Parce qu’ils sont hommes, et moi femme (et circonstance aggravante, femme ayant une parole, une œuvre, une vie) tel ou tel ou tel, tels des coqs montant sur leur tas de fumier pour mieux surplomber le monde, m’assènent leur mépris, d’une façon ou d’une autre me traitent de stupide, tantôt agressifs, tantôt patelins comme s’ils s’adressaient à autre chose qu’à un être humain.

Les hommes viennent de Mars, les femmes de Vénus, disait un best-seller particulièrement bête. Degré zéro de la pensée partagé par nombre d’intellectuels ou prétendus tels, secrètement épouvantés par les personnes de l’autre sexe, comme ils le sont par tout Autre. Le mur ou le gouffre qu’il leur faut mentalement placer entre leur ego et toute humanité autre ressort du même essentialisme de fumier. N’était-ce pas là, finalement, le coq que le condamné Socrate, par dérision, voulait offrir à Esculape ?

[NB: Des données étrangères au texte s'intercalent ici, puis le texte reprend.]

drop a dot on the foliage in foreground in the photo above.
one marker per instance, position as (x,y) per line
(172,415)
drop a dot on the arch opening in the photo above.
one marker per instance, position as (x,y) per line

En Christ il n’est ni juif ni grec, ni homme ni femme. Seulement le chemin, la vérité et la vie. L’essentialisme est un existentialisme exacerbé. Ce que l’existence, via l’histoire, a déterminé que vous étiez, vous le serez. Les jeux sont faits, chacun est à l’abri d’autrui sous sa carapace stéganausorique, et qui en sortirait, qu’on le cloue ! En vérité l’essence précède l’existence, mais l’essence n’est pas ce qu’ils croient. L’essence n’est pas cette construction humaine qu’ils prennent pour une définition naturelle. L’essence de chacun de nous, elle est de Dieu et de Dieu seul. D’elle nous venons, à elle nous allons. Elle nous dépasse, elle n’est en rien figée, elle est chemin, vérité et vie, toujours surprenante, comme tout ce qui est vivant.